Como decidí no reaccionar, Harlot prosiguió.

—Bien, no os deprimiré con la historia, desmoralizadoramente triste, que me contó Rosen. Su secreto lo condena a una prisión, y sufre mucho por sus hábitos. Le gustaría cambiar. Siente hacia el otro sexo una «inquietud subliminal» nueva para él. Como se me ocurrió que no sería mala idea que iniciara un nuevo hábito, le dije: «Para quienes sólo están interesados en lo que ocurre de la cintura para abajo, el sexo no es más que una fricción notablemente agradable en un canal familiar». «¿Debería empezar con rameras?», me preguntó, y pronto me confesó que podría cruzar el puente en el caso de que su compañera fuese altamente promiscua, pues de ese modo establecería cierta proximidad con todos los hombres que la hubiesen precedido. Me pareció un concepto interesante.

»—No te acerques a las rameras —le advertí—. Ya que estamos hablando con franqueza, te diré que quizá seas demasiado judío para soportar su desprecio.

»—Ésa es la mitad de lo que siempre he encontrado en el sexo —respondió Rosen—. Desprecio.
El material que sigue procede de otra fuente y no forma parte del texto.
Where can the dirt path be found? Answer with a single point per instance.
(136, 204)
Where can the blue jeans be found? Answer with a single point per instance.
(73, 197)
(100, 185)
Estoy acostumbrado a él.

»—Sí —dije—, pero si te acostumbras a las rameras, nunca encontrarás la clase de mujer adecuada no sólo para ti, sino también para la Agencia. Es decir, si quieres progresar.

»—Bien, quizá tenga razón —contestó—, pero las mujeres decentes no significan nada para mí.

«—Tonterías —repliqué—, no hay mayor placer que el que se obtiene de una repugnancia superada.

»—Está citando al marqués de Sade —dijo Rosen.

»—Por cierto —respondí, y nos echamos a reír—. Sí —dije, sabiendo que había revertido su argumento—, cambia de hábitos, y comienza por un territorio virgen.

»—¿Se refiere literalmente a una virgen? —preguntó.

»—¿Por qué no? —dije—. Creo que se me ocurre una.

»—¿Quién es? —quiso saber—. ¿La conozco?

»—Quizá de manera casual —respondí—. Regresó de América del Sur hace un par de años para trabajar conmigo, aunque bastante lejos de ti. Era inteligente, pero no adecuada para lo que yo requería. La alenté a que renunciara a su puesto en la Agencia, y le conseguí un trabajo en el Departamento de Estado. Ahora trabaja para Rusk.